Investment FAQs

I would like to use special hardware that you don’t provide on the cluster currently. How would I get that added?

This is where investments can be come in. Investing is the only way to get a specialty hardware we don’t currently have installed onto the cluster.

How do investment partitions work and why is my job pending if I have a partition?

This may happen for a number of reasons, but usually it’s because your investment already has other jobs running on it that are queued before yours, or your job is not able to be run entirely from your investment, and is therefore queued waiting for those additional resources that fall outside of your investment.

What is the job queuing workflow if I have an investment partition?

The answer is dependent on whether you have explicitly defined a partition in your slurm script:

  1. If you explicitly define a partition within your script then that partition (and subsequent nodes) is the one that slurm will try to allocate your jobs across. If you define a combination of nodes/cores/memory/gpus that are not provided entirely across the partition, then slurm will not accept the job, and you will be provided with an appropriate message. This definition will override even if you have an investment.

  2. If you project does have an investment and you do NOT define a partition, then Slurm will create a list of partitions on which to to try and run your job.

    1. Slurm will automatically try to determine if you have an investment partially based on project name, and attempt to run your job on the investment first.

    2. If there are jobs running on your investment belonging to users who are not part of your project, slurm will preempt these jobs (stop them and add them back to the queue) and immediately start your job.

    3. If your investment is 'full' with jobs from users who are members of your project, then it will try to allocate across the other partitions if resources are available.

    4. If there are no resources available to fit your job (i.e. cluster usage is very high), then your job will have a state of pending (i.e. waiting in the queue). On a regular interval Slurm will monitor the queue and run the job when appropriate resources become available.

I am getting a QOSLimit Message/Error when submitting jobs to Slurm, and then my jobs are queued. Why?

  1. This error will occur if total CPUs requested by jobs running under your project is exceeded.

    1. This would include jobs running under you and those run under other group members of the same project. When total CPU’s requested by everyone in the group exceeds the limit available for your investment you will receive this error - even if not all your investment nodes are in use.

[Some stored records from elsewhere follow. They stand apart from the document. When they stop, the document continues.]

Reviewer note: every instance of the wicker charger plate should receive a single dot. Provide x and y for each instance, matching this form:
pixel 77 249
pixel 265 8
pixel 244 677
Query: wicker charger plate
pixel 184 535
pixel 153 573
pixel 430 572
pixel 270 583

    2. Usually this occurs because you or other project members are running jobs that extend to other nodes/resources on the cluster that are outside of your investment.

  2. You may check total usage for your project by running: squeue -A <project_name>

  3. If you only want to check the availability of your investment nodes specifically, run: sinfo -p <investment_name>

    1. Note that your project name and your investment name may not be the same.

  4. See this page to determine your investment group’s QOSGrpCpuLimit.